STATS 250

More on Linear Regression

The correlation coefficient $$r$$ gives an objective measure of the strength and the direction of a linear relationship between $$x$$ and $$y$$.

$$r$$ ranges between -1 and 1, and $$r$$ is unitless. The sign of $$r$$ is what indicates the direction of the association.

The magnitude of $$r$$ indicates the linearity.

Always use technology to find $$r$$.

$$r^2$$ value

$$r^2$$ is the proportion of the total variability in responses that can be explained by the linear relationship with the explanatory variable $$x$$. This can actually be shown to be the sum of squares model divided by sum of squares total (all variation in $$y$$s minus the error).

We have found that 79.1% of the variation in y can be accounted for by its linear relationship with x.

Some cautions

  • $$r^2$$ does not detect nonlinear relationships – what if it is a sinusoid, but it just looks like some noise?
  • Detecting outliers and their influence on regression results.
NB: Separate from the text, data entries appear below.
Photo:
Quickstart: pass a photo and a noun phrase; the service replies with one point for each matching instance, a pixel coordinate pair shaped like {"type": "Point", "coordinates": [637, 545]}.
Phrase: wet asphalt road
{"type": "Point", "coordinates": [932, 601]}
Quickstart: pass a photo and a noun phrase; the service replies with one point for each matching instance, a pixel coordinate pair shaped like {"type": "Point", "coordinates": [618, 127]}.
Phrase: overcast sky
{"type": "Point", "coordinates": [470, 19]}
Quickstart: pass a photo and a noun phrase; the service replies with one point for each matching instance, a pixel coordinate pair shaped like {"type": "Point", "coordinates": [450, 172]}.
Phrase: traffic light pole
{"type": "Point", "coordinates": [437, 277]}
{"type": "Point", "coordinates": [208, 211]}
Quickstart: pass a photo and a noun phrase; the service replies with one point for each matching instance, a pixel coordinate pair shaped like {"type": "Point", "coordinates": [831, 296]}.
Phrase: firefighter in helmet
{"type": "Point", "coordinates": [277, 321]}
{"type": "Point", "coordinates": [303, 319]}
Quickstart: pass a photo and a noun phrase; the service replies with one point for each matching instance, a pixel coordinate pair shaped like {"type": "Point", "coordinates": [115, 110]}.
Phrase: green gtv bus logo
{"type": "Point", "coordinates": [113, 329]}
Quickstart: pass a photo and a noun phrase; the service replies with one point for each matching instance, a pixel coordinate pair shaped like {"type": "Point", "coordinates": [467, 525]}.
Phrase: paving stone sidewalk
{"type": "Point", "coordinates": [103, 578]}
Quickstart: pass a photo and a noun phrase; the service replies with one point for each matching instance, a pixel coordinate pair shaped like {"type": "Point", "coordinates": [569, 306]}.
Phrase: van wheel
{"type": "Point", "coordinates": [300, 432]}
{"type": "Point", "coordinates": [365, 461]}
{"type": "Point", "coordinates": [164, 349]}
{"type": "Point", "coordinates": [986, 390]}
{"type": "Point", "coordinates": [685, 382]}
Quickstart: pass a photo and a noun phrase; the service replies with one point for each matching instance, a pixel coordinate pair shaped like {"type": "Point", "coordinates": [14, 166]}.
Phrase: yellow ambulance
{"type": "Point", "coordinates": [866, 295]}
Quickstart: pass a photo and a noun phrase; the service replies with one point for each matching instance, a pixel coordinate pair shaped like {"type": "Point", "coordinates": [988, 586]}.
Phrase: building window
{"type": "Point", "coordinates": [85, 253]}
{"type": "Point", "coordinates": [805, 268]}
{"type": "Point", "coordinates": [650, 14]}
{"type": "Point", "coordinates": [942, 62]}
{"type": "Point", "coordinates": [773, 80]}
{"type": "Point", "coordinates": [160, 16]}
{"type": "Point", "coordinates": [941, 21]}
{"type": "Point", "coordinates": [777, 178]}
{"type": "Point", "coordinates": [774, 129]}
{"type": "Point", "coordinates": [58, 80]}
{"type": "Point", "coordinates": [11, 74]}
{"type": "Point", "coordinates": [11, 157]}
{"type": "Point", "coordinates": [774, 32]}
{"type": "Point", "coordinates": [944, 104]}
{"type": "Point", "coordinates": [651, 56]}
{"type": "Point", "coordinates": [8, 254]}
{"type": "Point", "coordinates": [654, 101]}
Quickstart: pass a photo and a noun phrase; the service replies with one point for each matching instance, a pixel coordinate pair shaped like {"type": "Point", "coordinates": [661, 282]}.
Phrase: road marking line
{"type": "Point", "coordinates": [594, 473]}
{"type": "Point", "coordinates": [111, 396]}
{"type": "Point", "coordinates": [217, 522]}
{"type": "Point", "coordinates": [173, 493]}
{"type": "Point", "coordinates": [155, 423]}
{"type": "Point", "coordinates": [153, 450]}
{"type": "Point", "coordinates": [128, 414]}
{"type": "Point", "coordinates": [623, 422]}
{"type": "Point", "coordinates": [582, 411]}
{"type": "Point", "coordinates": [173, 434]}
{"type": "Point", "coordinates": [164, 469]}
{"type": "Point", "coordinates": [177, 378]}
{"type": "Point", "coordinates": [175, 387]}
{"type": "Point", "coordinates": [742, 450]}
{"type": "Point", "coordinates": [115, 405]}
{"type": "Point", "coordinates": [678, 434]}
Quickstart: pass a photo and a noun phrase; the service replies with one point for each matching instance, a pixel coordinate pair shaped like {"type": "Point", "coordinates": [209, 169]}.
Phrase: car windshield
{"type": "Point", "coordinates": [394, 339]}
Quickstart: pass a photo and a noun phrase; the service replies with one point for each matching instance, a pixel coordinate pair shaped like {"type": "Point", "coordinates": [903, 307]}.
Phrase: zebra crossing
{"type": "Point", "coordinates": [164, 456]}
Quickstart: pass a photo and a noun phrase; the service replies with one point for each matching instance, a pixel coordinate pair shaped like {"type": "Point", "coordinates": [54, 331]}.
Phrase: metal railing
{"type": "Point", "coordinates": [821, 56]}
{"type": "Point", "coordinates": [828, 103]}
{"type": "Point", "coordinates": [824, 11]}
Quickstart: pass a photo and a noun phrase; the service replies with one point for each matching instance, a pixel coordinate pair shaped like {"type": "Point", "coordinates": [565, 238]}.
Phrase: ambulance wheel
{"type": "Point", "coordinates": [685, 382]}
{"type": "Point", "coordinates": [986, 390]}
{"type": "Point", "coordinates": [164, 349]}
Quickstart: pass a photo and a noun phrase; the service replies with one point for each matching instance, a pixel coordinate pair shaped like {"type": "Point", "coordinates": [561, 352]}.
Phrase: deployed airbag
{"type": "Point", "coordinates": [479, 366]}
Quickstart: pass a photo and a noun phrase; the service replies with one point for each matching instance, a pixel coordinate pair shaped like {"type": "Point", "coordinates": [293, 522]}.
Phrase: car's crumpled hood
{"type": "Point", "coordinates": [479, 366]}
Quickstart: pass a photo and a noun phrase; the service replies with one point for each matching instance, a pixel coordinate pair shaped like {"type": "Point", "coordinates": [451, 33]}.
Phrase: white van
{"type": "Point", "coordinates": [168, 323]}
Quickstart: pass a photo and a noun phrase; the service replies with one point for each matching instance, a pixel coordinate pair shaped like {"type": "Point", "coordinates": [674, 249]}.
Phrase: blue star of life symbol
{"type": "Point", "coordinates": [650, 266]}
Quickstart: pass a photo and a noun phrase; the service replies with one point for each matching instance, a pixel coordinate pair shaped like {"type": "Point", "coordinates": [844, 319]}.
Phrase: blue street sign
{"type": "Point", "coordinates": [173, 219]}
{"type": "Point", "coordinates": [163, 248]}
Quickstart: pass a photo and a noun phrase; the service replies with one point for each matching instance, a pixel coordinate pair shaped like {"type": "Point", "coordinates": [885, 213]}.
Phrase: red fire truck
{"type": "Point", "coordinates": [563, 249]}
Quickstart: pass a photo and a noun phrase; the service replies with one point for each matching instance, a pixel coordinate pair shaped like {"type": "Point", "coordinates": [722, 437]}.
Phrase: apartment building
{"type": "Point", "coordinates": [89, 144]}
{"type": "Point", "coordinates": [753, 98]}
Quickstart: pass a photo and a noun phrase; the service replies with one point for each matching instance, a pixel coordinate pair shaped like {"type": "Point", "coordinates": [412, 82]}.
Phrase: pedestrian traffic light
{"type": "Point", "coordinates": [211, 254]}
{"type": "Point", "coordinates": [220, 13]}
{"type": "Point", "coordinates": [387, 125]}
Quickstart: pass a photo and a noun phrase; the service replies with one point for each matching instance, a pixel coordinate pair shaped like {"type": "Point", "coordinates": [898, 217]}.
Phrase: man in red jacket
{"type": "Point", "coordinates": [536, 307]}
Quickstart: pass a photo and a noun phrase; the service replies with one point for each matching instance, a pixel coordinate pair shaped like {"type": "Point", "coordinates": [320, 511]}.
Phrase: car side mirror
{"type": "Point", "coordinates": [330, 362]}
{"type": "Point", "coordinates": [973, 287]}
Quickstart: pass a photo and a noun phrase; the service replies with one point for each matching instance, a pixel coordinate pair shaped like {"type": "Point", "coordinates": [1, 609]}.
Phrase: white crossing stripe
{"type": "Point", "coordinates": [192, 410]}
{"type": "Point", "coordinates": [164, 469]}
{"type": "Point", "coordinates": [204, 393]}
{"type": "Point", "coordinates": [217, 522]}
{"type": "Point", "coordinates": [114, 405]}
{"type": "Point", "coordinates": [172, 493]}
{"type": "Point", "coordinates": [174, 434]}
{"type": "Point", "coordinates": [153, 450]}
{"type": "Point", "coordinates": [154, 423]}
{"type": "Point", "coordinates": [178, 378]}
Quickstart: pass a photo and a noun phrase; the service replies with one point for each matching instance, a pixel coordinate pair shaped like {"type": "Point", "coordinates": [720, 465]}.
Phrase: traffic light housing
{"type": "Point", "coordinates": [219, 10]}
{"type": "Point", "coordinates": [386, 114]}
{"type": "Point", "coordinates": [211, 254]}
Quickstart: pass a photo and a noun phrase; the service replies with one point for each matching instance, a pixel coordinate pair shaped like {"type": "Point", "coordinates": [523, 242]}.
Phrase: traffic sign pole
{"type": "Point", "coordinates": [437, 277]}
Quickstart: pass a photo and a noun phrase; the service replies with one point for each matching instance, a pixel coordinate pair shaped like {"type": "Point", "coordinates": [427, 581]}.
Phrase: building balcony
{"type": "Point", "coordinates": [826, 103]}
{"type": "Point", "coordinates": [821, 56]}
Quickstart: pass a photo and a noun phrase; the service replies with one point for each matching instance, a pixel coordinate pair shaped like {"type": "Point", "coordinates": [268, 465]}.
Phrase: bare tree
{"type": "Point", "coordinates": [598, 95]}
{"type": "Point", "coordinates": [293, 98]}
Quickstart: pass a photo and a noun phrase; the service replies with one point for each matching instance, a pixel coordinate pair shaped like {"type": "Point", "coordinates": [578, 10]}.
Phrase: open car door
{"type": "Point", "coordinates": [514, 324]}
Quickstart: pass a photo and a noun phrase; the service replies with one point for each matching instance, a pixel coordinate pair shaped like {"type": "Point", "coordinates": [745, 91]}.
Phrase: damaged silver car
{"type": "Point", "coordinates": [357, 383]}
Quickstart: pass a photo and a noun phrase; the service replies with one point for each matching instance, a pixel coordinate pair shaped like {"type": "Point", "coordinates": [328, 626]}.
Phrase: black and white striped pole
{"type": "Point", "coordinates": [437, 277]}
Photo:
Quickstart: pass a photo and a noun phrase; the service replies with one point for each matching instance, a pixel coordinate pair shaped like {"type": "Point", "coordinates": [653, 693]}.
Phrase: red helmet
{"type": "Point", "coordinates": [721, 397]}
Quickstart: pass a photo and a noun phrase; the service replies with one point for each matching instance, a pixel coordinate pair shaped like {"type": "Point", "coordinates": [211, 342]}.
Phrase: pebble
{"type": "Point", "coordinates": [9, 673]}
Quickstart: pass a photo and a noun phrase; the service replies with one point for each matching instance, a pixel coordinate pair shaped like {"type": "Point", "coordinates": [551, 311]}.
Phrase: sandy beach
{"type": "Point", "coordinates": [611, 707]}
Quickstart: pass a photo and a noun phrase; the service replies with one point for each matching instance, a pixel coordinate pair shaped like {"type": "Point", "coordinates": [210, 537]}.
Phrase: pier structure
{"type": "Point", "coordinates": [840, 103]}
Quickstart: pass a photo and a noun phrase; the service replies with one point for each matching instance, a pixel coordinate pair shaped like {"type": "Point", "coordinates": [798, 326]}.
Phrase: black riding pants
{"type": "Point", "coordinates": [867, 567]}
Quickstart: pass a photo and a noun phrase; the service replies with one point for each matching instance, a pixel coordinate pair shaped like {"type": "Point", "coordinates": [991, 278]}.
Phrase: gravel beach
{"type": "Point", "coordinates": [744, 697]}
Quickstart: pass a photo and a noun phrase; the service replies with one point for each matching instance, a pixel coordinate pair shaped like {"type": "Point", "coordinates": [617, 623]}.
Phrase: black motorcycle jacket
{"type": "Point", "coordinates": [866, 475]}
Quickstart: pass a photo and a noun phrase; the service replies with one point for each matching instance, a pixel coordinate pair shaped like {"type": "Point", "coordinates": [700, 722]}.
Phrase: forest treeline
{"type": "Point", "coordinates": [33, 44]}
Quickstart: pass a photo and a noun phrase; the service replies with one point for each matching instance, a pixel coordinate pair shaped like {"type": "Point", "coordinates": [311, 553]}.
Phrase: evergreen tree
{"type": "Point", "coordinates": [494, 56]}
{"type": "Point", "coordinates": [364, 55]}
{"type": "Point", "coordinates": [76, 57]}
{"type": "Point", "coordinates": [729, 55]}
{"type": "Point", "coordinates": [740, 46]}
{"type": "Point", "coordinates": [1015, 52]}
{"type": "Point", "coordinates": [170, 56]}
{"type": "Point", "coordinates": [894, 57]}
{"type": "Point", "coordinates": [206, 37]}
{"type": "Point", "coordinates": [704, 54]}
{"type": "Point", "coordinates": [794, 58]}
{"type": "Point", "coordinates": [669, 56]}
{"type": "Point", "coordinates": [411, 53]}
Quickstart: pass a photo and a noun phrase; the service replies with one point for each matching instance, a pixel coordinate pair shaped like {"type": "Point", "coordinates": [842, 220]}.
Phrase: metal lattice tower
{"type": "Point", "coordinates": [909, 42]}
Outliers impact means and standard deviations – both parameters $$b_0$$ and $$b_1$$ will be affected.
  • Dangers of extrapolation (watering a plant helps! let me pour 20 gallons on it!)
  • Dangers of combining groups inappropriately (Simpson's paradox)
  • Correlation does not prove causation.

The only way to show a caust and effect relationship is with an experiment.